Having begun the 2020-2021 academic year in a distance learning model, Sequoyah School is preparing for students’ eventual return to campus. The school’s COVID-19 Health and Safety working group, headed up by Brian Eagen, Director of Field Studies, is in charge of overseeing the health and safety planning that is needed to ensure an effective return to on-campus learning. The working group meets on a weekly basis to discuss plans for reopening campus. Eagen and David Cutler-Kreutz, K-12 Assistant Director of Field Studies, are designing and implementing a plan for the high school’s return to campus; they are also in charge of a self-isolation protocol for students and faculty/staff who are sick or test positive.

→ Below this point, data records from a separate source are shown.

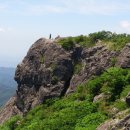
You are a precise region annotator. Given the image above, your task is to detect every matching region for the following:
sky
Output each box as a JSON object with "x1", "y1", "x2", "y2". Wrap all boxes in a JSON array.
[{"x1": 0, "y1": 0, "x2": 130, "y2": 67}]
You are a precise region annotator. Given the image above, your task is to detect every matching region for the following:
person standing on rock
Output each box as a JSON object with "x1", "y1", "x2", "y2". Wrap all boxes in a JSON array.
[{"x1": 49, "y1": 34, "x2": 51, "y2": 39}]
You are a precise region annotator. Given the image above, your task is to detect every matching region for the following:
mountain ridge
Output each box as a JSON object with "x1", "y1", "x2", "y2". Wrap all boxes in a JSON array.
[{"x1": 0, "y1": 31, "x2": 130, "y2": 130}]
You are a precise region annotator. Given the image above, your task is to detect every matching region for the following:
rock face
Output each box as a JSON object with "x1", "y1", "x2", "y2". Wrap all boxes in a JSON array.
[
  {"x1": 0, "y1": 38, "x2": 130, "y2": 123},
  {"x1": 15, "y1": 38, "x2": 73, "y2": 112},
  {"x1": 15, "y1": 38, "x2": 117, "y2": 113}
]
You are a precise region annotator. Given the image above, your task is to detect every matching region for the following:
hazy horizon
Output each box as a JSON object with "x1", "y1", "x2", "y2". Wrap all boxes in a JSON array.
[{"x1": 0, "y1": 0, "x2": 130, "y2": 67}]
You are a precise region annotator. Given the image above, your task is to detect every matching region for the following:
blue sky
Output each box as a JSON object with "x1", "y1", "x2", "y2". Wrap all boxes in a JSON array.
[{"x1": 0, "y1": 0, "x2": 130, "y2": 67}]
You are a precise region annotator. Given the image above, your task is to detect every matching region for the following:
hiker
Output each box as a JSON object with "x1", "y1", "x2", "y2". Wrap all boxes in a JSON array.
[{"x1": 49, "y1": 34, "x2": 51, "y2": 39}]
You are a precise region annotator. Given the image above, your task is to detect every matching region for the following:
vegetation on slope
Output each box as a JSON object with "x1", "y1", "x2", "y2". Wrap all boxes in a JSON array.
[
  {"x1": 0, "y1": 67, "x2": 130, "y2": 130},
  {"x1": 58, "y1": 31, "x2": 130, "y2": 51}
]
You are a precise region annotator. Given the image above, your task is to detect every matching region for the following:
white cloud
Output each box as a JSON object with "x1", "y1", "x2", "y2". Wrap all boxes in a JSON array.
[
  {"x1": 120, "y1": 21, "x2": 130, "y2": 29},
  {"x1": 0, "y1": 27, "x2": 5, "y2": 32},
  {"x1": 0, "y1": 0, "x2": 130, "y2": 15}
]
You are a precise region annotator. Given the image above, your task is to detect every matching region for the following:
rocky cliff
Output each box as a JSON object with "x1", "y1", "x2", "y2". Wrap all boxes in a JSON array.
[{"x1": 0, "y1": 35, "x2": 130, "y2": 129}]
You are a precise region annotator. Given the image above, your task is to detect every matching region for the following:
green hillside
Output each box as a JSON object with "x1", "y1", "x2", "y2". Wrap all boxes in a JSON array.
[{"x1": 0, "y1": 67, "x2": 130, "y2": 130}]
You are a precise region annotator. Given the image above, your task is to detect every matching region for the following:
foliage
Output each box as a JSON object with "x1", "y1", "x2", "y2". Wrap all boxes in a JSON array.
[
  {"x1": 0, "y1": 116, "x2": 20, "y2": 130},
  {"x1": 40, "y1": 55, "x2": 45, "y2": 64},
  {"x1": 75, "y1": 112, "x2": 107, "y2": 130},
  {"x1": 0, "y1": 67, "x2": 130, "y2": 130},
  {"x1": 74, "y1": 63, "x2": 83, "y2": 74}
]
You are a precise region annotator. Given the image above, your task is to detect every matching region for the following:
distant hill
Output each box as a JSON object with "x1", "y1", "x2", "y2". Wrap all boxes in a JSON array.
[{"x1": 0, "y1": 67, "x2": 16, "y2": 106}]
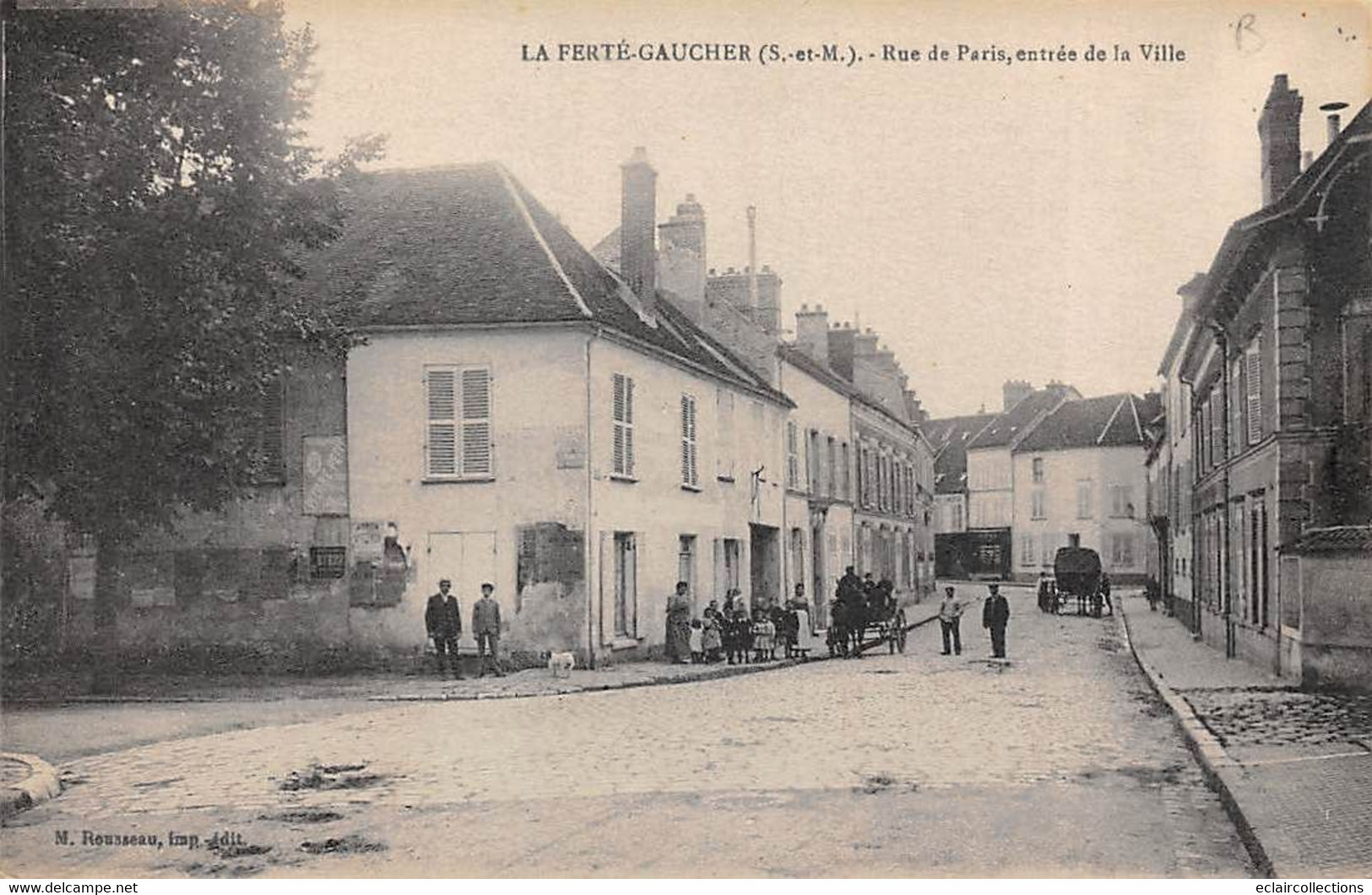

According to Eagen, the task force is “constantly reviewing public health agency guidance from Pasadena Public Health Department, LA Department of Public Health, California Department of Public Health, and the CDC,” whom they are in compliance with. Eagen said that these regulations are constantly changing due to the constantly shifting number of COVID cases in both California and the United States, and one of the many challenges that this task force has faced is keeping up with these regulation changes. When requirements or recommendations are unclear, Eagan says, the task force looks for guidance from two medical advisors, Neha Nanda, MD, Medical Director of Infection Prevention and Antimicrobial Stewardship at Keck Medicine of USC, and Sujal Mandavia, MD, Chief Medical Officer at Carbon Health.
According to Eagen, and depending on the rates of community disease transmission, Sequoyah hopes to reopen both of its campuses with a reduced capacity sometime this fall semester. The task force follows a chart from the California Department of Public Health that “lays out the measures that each county must meet, based on indicators that capture disease burden, testing, and health equity.” This is a mandate that Eagen and the rest of the COVID-19 task force is in compliance with.
When school returns, Eagen said, there will be daily health screenings, reduced campus capacity, physical distancing, lots of hand washing, wearing masks, as well as modified bathroom capacities. Returning to campus would imply that the community transmission rates have decreased and that the school has completed its health and safety planning and campus modifications.